Something new that I’m learning to do is play the piano, after a hiatus since childhood (almost 50 years!). I’m not sure where the urge came from, but I listen to a lot of classical music, piano in particular, and began to wish I could also play those lovely pieces. So about a year and a half ago, I purchased a piano and began taking lessons.
I feel that lessons are important. First of all, playing piano is complex and challenging, and having a teacher and set lesson plans means that I progress in a logical way. I don’t miss any valuable techniques in my path to learning and I keep challenging myself systematically. There is also the sense of accountability. When you’re paying for lessons, you want to make sure you’ve practiced and have something to show the teacher each week! Although truth be told, I’ve fallen so in love with learning to play that I don’t have to force myself to practice.
The first few months went very quickly as I fast-tracked through a lot of the material I’d learned as a kid. Amazing how it comes back! Now a year and a half later I’m just embarking on the Royal Conservatory Grade 6 level, which is pretty much halfway to my goal of Grade 10 level, the highest level before further study for teacher’s certification or performance. At Grade 10, I believe I’ll be capable of playing most of those ferociously difficult Chopin pieces I love so much.

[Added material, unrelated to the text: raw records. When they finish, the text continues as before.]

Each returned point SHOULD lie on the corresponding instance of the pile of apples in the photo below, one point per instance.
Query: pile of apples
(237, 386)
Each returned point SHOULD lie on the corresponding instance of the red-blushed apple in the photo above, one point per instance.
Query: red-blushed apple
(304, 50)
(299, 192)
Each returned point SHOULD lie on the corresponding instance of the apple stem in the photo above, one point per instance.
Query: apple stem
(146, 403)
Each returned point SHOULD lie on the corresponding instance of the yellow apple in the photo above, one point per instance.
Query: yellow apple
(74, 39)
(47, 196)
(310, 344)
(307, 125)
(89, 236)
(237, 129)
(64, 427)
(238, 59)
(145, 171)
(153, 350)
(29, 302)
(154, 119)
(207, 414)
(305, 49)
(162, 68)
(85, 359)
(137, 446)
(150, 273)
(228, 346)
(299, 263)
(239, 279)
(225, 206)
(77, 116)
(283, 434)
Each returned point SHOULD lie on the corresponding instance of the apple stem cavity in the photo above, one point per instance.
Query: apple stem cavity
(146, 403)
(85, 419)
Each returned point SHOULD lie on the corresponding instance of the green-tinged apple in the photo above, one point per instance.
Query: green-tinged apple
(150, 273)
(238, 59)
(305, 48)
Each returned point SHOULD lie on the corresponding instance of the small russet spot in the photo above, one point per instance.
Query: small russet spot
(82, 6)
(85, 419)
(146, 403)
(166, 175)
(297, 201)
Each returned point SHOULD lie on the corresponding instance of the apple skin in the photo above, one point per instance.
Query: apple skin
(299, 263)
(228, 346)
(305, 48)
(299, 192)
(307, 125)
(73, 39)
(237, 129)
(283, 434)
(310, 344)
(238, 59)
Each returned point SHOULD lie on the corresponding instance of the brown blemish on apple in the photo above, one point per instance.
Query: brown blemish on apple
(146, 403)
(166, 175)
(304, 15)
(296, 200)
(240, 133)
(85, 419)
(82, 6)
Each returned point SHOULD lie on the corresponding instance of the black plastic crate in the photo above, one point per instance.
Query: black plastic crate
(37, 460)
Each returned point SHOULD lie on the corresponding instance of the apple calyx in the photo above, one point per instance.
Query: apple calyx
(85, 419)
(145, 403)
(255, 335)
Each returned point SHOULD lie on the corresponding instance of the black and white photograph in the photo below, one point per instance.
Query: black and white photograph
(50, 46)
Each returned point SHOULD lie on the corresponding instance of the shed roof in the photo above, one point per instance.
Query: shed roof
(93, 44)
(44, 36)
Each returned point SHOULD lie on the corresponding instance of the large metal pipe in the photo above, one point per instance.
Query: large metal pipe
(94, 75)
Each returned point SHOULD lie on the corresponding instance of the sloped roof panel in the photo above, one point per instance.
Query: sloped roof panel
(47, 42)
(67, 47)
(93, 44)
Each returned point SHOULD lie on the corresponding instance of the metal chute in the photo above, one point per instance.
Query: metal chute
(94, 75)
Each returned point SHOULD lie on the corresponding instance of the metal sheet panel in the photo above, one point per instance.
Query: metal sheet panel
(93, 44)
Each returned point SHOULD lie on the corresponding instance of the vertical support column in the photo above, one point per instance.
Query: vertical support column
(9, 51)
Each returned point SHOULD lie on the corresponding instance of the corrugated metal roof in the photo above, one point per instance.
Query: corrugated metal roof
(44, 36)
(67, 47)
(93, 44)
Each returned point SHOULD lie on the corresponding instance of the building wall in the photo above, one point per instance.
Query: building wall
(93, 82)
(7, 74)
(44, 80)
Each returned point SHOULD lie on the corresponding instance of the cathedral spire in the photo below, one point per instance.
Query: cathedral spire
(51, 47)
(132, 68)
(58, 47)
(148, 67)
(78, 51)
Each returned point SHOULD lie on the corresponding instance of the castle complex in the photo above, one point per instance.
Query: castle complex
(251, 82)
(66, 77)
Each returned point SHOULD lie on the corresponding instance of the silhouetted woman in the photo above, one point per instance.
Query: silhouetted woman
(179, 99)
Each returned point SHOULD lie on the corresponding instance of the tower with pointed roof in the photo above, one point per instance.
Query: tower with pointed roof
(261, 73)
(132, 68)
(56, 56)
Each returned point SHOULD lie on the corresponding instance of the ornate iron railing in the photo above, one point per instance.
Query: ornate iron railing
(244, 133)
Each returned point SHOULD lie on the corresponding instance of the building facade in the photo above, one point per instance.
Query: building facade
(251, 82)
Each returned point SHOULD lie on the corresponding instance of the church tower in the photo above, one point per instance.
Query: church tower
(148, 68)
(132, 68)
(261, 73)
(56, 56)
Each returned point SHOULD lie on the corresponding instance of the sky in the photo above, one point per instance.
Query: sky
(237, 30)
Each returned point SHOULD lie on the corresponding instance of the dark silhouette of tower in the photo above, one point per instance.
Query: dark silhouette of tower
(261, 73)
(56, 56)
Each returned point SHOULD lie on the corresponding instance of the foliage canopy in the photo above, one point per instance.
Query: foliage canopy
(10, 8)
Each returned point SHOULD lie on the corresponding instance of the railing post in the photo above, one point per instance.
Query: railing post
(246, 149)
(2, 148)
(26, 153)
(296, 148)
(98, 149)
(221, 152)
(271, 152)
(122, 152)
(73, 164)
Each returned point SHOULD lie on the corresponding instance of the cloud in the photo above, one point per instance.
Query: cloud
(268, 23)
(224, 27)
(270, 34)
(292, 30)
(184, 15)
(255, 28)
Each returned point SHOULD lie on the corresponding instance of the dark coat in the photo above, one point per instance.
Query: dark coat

So, what has learning to play piano taught me, other than to move my fingers fast?
1. Playing piano is meditative.
I get involved in the practice session and lose track of time. Hey, this sounds very close to what happens when I’m in the zone in my art studio! I love that sense of complete absorption. It’s become another way to express my creativity.
2. There’s a sense of accomplishment.
Every few weeks, I master a couple of pieces to the point where I can move on to new work. The challenge of learning something new is very satisfying, as is the sense of accomplishment at having mastered the piece. Apparently, this feel-good boost is the dopamine your brain generates—drug high without the drugs!
3. Learning new music keeps the brain active.
Studies show that music, language and math are all processed in the same area of the brain. Learning any of these things creates new connections. I would add that artmaking has a place there, too. Feed one, feed them all. You can’t wear out the brain. The more it gets, the more it wants!
4. Music theory.
Along with keyboard practice, I’m working on written music theory—now that’s brain exercise!
Every once in awhile I memorize (or try to memorize) a piece. Again, great brain exercise!
Focussing on piano practice gives me a break from constantly thinking about my art. My subconscious has breathing space to work at generating ideas or solutions in my art, which leads me to the next point…
7. The influence of music on my art.
Something interesting has happened. I believe that my piano-playing has directly influenced my art-making. I’m currently working on a new series of abstracts (to be posted at the beginning of the new year). I didn’t set out with forethought to create this series. A few months ago, I one day simply started working and a style emerged that I found completely engaging and enjoyable to do. After I’d finished two or three pieces, my husband commented that he really liked them and that they reminded him of music! Huh? Yes, actually, they do look rather musical, flowing and lyrical. Thus, my new Lyrical Language series was born. I’ll blog in future in more detail about these pieces.
So those are some of the benefits that I see from learning something new. What new things are you learning to do?